The complete specifications of VES URI scheme can be found in
this document.
App Vaults
App Vaults store custom end-to-end encrypted information specific to respective VES enabled apps. Each App Vault is locked by its own App VESkey.
The App VESkey is intended to be securely stored by the respective VES enabled app. A copy of the App VESkey is stored in the owner’s Primary Vault,
and can be retrieved if the App is installed on a new device, has lost the stored VESkey, or has opted to not store the VESkey at all.
Vault Keys
A Vault Key is an asymmetric encryption key, the private key being encrypted by a respective VESkey that unlocks this Vault Key.
When fully set up, each Vault has one active Vault Key associated with it. When the Vault Key is rekeyed, the former key changed status to “deleted”, and can be accessed by its internal ID for some time.

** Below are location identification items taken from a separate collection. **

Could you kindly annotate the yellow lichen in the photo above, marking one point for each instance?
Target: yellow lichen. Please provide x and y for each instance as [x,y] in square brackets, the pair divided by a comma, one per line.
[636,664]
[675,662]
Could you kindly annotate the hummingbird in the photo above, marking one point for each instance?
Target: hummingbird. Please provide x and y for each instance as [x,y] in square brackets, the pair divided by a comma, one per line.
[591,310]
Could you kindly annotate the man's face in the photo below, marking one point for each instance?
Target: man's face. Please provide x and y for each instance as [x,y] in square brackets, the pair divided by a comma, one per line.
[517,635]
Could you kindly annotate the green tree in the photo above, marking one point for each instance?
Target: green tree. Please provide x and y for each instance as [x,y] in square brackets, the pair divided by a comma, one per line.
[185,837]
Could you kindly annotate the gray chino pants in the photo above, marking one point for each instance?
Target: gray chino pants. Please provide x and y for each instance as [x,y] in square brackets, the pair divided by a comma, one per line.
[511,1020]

When a VES user shares a Vault Item with a recipient who doesn’t have a corresponding Vault set up, or doesn’t have a VES account at all, libVES creates a Temporary Vault Key for the recipient’s Vault. If other users share an item with the same recipient, a separate Temporary Vault Key is created by each user. Once the recipient has their corresponding Vault set up, the creator of each Temporary Vault Key can propagate the corresponding temporary VESkey to the recipient’s Vault, then the recipient can unlock and rekey the Temporary Vault Keys.
Vault Items
A Vault Item is an object in the VES repository that stores a block of data in an encrypted form. Each Vault Item has one or more Entries that store the content of the Vault Item encrypted with a respective Vault Key, belonging to a specific App Vault, Primary or Shadow Vault. Each associated Vault Key, when unlocked with its respective VESkey, can decrypt the content of the Vault Item from the respective Entry.
Thus, each Vault Item can be shared with a specific list of vaults, belonging to same or different VES users.
VES distinguishes between Internal Vault Items that are associated with Vault Keys, and User Vault Items associated with File Nodes.
Internal Vault Items are used to store App VESkeys, Temporary VESkeys and Recovery Tokens. Creating and sharing Internal Vault Items are subject to strict rules imposed by the VES API server. API users have limited control over Internal Vault Items.
User Vault Items are created and maintained by VES enabled apps, and are intended to be shared only among App Vaults.
Each User Vault Item is identified by an App Domain and External ID, similarly to an App Vault.
The namespace for Vault Items is separate from the namespace for App Vaults, so an App Vault and a User Vault Item with same App Domain and External Id may exist simultaneously.
When the content of a User Vault Item is replaced or deleted through the API, a new instance of the Vault Item is created with a new Internal ID.
The previous version of the item and the associated entries are stored in VES repository for some time, and can be accessed by its old Internal ID.